Namun, sudahkah potensi ini dimanfaatkan dengan baik untuk kesejahteraan masyarakat Indonesia?
“Permasalahannya adalah bahwa potensi luar biasa ini belum bisa dimanfaatkan untuk kesejahteraan masyarakat Indonesia secara optimal,” ungkap Guru Besar Fakultas Perikanan dan Ilmu Kelautan Universitas Padjadjaran Prof. Dr. Zuzy Anna.
Publikasi PDB Maritim Indonesia 2010-2016 yang dikeluarkan Kementerian Koordinator Maritim dan Biro Pusat Statistik menunjukkan, kontribusi sektor kelautan di Indonesia terhadap ekonomi bangsa masih jauh dari harapan, yaitu hanya sekitar 6% dari Produk Domestik Bruto Indonesia pada tahun 2018.
Namun, secara perlahan, hampir seluruh provinsi di Indonesia memiliki rencana pengelolaan kawasan laut mereka (tata ruang laut) atau nama resminya, Rencana Zonasi Wilayah Pesisir Dan Pulau-Pulau Kecil (RZWP3) sejak tahun 2014.
Prof. Zuzy menjelaskan, dokumen ini digunakan untuk memetakan pemanfaatan sumber daya kelautan secara berkelanjutan, setidaknya selama 20 tahun mendatang.
“Bukan tidak mungkin, sektor kelautan memiliki kesempatan untuk menjadi salah satu penopang ekonomi negeri ini di masa depan,” tuturnya.
Beberapa Potensi yang Dimiliki Ekonomi Maritim
Menurut Guru Besar bidang Ilmu Ekonomi Sumber Daya Perikanan ini, ada beberapa potensi tersembunyi dari kelautan Indonesia yang bisa dikembangkan secara ekonomi, antara lain kawasan konservasi perairan, pariwisata, dan kekayaan arkeologi.
Kawasan Konservasi Perairan
Di sektor kawasan konservasi perairan, Indonesia sudah menetapkan lebih dari 20 juta hektare kawasan konservasi perairan (Marine Protected Areas) pada tahun 2020.

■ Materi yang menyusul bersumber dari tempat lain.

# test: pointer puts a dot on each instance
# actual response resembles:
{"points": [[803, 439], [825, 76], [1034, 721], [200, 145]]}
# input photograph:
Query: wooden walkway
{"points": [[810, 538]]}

Awalnya, proses penetapan kawasan konservasi laut di Indonesia dianggap hanya mengeluarkan biaya tanpa ada pemasukan. Namun, pengelolaan kawasan konservasi laut ini memiliki nilai ekonomi yang tinggi. Nilai ekonomi ini berasal dari kegiatan pemanfaatan riset yang menggali potensi kelautan dan perikanan bagi manusia.
“Konservasi laut juga memberikan nilai ekonomi dalam bentuk kelebihan (spill over) sumber daya ikan yang dapat dimanfaatkan nelayan di luar kawasan konservasi,” terangnya.

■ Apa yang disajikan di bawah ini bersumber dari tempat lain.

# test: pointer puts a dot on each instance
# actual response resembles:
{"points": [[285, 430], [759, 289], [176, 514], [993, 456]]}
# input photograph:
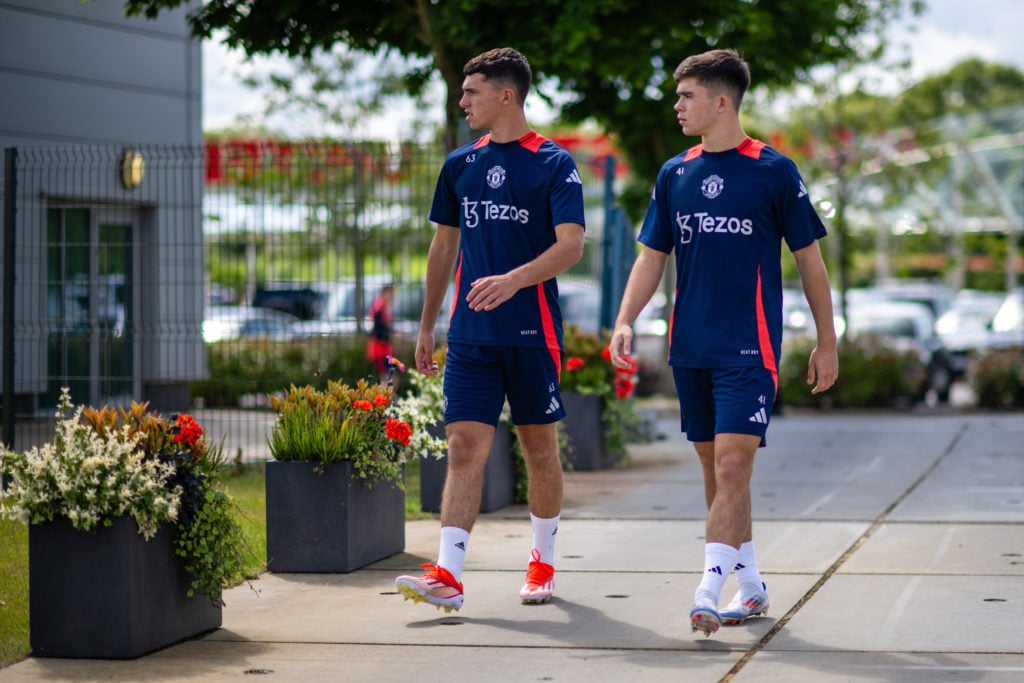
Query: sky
{"points": [[946, 33]]}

Baca Juga: Mengenal Ekonomi Maritim Indonesia
Pemanfaatan ekowisata di kawasan konservasi perairan juga akan mendatangkan keuntungan ekonomi dalam bentuk pemasukan daerah melalui kunjungan turis lokal maupun mancanegara. Ditambah lagi, konsep ekosistem yang menjaga keseimbangan ekosistem akan membantu upaya perlindungan alam.
Lalu, kekayaan keanekaragaman hayati yang bermanfaat untuk bahan baku obat-obatan, kosmetika, hingga pangan juga memiliki nilai ekonomi.
Kekayaan lainnya adalah, laut menyimpan sejumlah energi terbarukan maupun tidak terbarukan.
Sumber daya energi terbarukan yang bisa diberdayakan seperti panas air laut, gelombang laut, hingga arus laut. Sementara sumber daya energi tidak terbarukan terdapat di dasar laut, seperti minyak dan gas bumi.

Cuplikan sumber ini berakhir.